Are you sure it can be changed? I always through you couldn't change it.
 
I did on my old one and it will let me change the ethernet just not the airport
 
Here is a program you can do it with, http://www.macupdate.com/info.php/id/25729/macdaddyx
He used this one before and it worked, I know because where friends.

Ignore that. It doesn't do anything other than run ifconfig. If you can't get ifconfig working, a GUI shell isn't going to help.

To the OP:

First, be warned that MAC address spoofing is known to either break or no longer work the same way when Apple releases system updates. 10.5.5 and (IIRC) 10.5.4 both changed the procedure for spoofing your MAC address.

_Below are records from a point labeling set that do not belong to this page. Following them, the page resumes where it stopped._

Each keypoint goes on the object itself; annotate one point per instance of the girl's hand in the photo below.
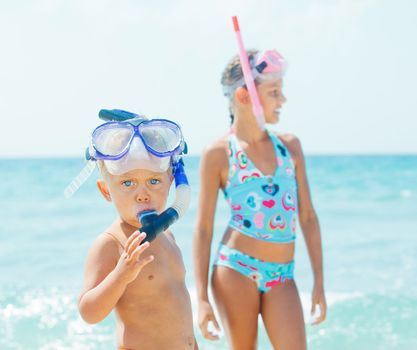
(130, 264)
(205, 315)
(318, 298)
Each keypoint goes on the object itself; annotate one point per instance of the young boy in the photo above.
(144, 282)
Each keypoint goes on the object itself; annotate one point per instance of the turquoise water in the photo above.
(367, 207)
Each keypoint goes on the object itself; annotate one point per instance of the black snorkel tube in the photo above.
(151, 222)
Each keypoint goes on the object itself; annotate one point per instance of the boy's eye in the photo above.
(154, 181)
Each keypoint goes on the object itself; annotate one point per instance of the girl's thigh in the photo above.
(238, 302)
(282, 314)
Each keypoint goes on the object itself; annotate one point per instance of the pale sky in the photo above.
(350, 85)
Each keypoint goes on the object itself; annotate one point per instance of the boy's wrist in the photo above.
(118, 278)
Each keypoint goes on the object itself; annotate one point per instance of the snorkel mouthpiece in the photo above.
(153, 224)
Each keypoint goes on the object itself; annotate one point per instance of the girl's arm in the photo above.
(210, 183)
(310, 226)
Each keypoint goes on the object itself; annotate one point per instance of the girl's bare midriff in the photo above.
(273, 252)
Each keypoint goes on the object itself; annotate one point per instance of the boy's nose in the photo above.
(142, 197)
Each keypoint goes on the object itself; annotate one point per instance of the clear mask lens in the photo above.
(160, 137)
(112, 140)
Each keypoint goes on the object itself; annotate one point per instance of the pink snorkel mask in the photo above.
(268, 64)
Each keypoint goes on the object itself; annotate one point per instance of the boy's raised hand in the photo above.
(130, 264)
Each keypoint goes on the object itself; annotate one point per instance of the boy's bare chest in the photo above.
(166, 270)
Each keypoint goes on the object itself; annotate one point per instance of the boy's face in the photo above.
(136, 191)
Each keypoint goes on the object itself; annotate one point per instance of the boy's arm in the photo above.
(106, 275)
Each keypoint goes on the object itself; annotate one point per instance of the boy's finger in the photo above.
(139, 250)
(130, 239)
(216, 324)
(313, 307)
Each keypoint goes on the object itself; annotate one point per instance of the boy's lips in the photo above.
(144, 208)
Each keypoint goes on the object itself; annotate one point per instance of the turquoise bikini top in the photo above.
(262, 206)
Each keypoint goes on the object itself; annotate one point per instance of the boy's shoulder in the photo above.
(106, 246)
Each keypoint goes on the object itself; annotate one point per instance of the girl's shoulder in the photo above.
(292, 143)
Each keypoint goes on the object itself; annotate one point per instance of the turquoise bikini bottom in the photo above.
(265, 274)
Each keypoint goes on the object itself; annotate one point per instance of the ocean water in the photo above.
(367, 206)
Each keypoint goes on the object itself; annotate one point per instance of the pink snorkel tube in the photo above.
(250, 83)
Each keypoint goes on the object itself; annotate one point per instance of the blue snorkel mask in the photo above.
(128, 141)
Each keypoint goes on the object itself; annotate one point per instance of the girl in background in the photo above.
(263, 177)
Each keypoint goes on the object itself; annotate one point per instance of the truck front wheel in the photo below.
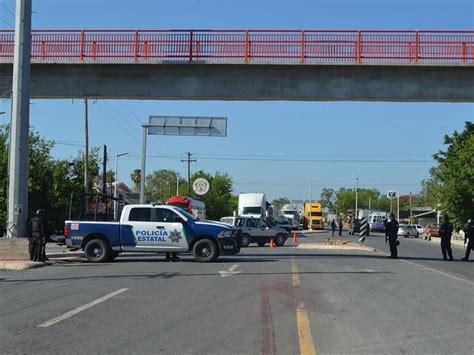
(97, 251)
(205, 250)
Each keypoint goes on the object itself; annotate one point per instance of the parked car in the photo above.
(408, 230)
(354, 227)
(420, 229)
(256, 230)
(432, 230)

On my MacBook4,1 running 10.5.6:

The following will return with no error (provided that Airport is on), but will not change the address.

Code:
sudo ifconfig en1 lladdr 00:00:DD:C0:FF:EE

The following will return with no error (provided that Airport is on), but will only change the address if not associated with an access point:

Code:
sudo ifconfig en1 ether 00:00:DD:C0:FF:EE

There are a whole bunch more subtleties, but that should work for you. The whole MAC spoofing thing is a mess on OS X anyways. Different combinations of hardware and versions of OS X mean that the procedure is likely to differ from machine to machine -- so once you figure out how to do it, try to remember it ;-)
 
Ignore that. It doesn't do anything other than run ifconfig. If you can't get ifconfig working, a GUI shell isn't going to help.

To the OP:

First, be warned that MAC address spoofing is known to either break or no longer work the same way when Apple releases system updates. 10.5.5 and (IIRC) 10.5.4 both changed the procedure for spoofing your MAC address.

On my MacBook4,1 running 10.5.6:

The following will return with no error (provided that Airport is on), but will not change the address.

Code:
sudo ifconfig en1 lladdr 00:00:DD:C0:FF:EE

The following will return with no error (provided that Airport is on), but will only change the address if not associated with an access point:

Code:
sudo ifconfig en1 ether 00:00:DD:C0:FF:EE

There are a whole bunch more subtleties, but that should work for you. The whole MAC spoofing thing is a mess on OS X anyways. Different combinations of hardware and versions of OS X mean that the procedure is likely to differ from machine to machine -- so once you figure out how to do it, try to remember it ;-)

Yeah I know, I'm a developer so I did trouble shooting and tried both enther and lladdr. But it didn't work! I think that his airport isn't accepting it. One thing I can try for him, but unsure if it'll work, is run ifconfig at start up to see if it works when it first starts.
 
ITs very weird it only works once i have connected to a network that requires it to be changed.
 
ITs very weird it only works once i have connected to a network that requires it to be changed.

Um, sorry, but why does the network require you to spoof your MAC address?

Or are you spoofing to bypass someone's mac restrictions on their network?

Just curious, if there's a "legitimate" reason versus a "less legitimate" reason.
 
Um, sorry, but why does the network require you to spoof your MAC address?

Or are you spoofing to bypass someone's mac restrictions on their network?

Just curious, if there's a "legitimate" reason versus a "less legitimate" reason.

The only reason he wanted to spoof it is so he could use his mac at school instead of the pcs that are there.